Obama’s team imbalanced, experts say

Domestic lineup showing fewer weaknesses than foreign policy picks

With most of his new government team assembled and awaiting confirmation, President-elect Obama is fielding a strong lineup on the domestic front, but may be showing a weaker flank on foreign policy.

The potential imbalance underscores the new administration’s top priorities for solving the nation’s economic woes and tackling domestic issues like health care. For those jobs, Obama tapped experts with deep experience in their fields — notably Timothy Geithner for Treasury secretary and Tom Daschle to head Health and Human Services.

But high-profile nominees such as Hillary Clinton at State and Leon Panetta at the CIA are more problematic for Obama. Both have strong records, but not in the fields they were tapped to manage.

“I am much more encouraged by his domestic team than by what he’s doing internationally,” said Tim Lomperis, a former military intelligence officer who teaches political science at Saint Louis University. “I don’t think it’s a happy prescription.”

Clinton on Tuesday is expected to receive a warm welcome at her confirmation hearings in the Senate, on her way to easy approval as secretary of state.

During the campaign, Clinton criticized Obama’s lack of foreign policy credentials. But her experience in foreign policy has largely been limited to trips made as first lady. And during the campaign she made a memorable gaffe by exaggerating her experience in crisis zones with a widely derided claim to have come under sniper fire in Bosnia.

Her name and profile make Clinton an instant celebrity on the world stage, but with the Middle East an immediate, pressing concern along with still-simmering India and Pakistan, Afghanistan and other hot spots, she can’t afford missteps.

“There are high hopes for her, but who knows?” said Susan MacManus, a political scientist at the University of South Florida.

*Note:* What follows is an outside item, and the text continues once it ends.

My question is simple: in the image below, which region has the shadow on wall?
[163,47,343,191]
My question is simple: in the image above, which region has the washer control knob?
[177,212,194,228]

“I think the biggest question mark is that for a lot of these people, this is their first trip up on stage at this level.”

As part of his prescription for change, Obama promised a reversal on some of the less-popular policies of the Bush administration, including the war in Iraq, the detention facility at Guantanamo Bay, interrogation techniques, rendition and more.

To that end, the choice of Panetta dovetails with a broader Obama theme of diminishing the influence and policymaking at the CIA. But the widely respected Panetta’s lack of spy credentials appeared to many to be a stumble in the otherwise smooth transition.

Announcing the nomination on Friday, Obama defended Panetta’s broad experience in Congress and as chief of staff for President Clinton, saying Panetta “handled intelligence daily at the very highest levels.”

“Let me be clear. In Leon Panetta, the agency will have a director who has my complete trust and substantial clout,” Obama said. “He knows how to focus resources where they are needed.”

Cal Jillson, a political scientist at Southern Methodist University, said Clinton, Panetta and James Jones, a retired Marine general named to be national security adviser, all represent great potential — but also potential vulnerability — on Obama’s new team.

“I take all of them to have significant upside, but none have the depth of experience that guarantees from the starting gun that they are ready to go,” Jillson said.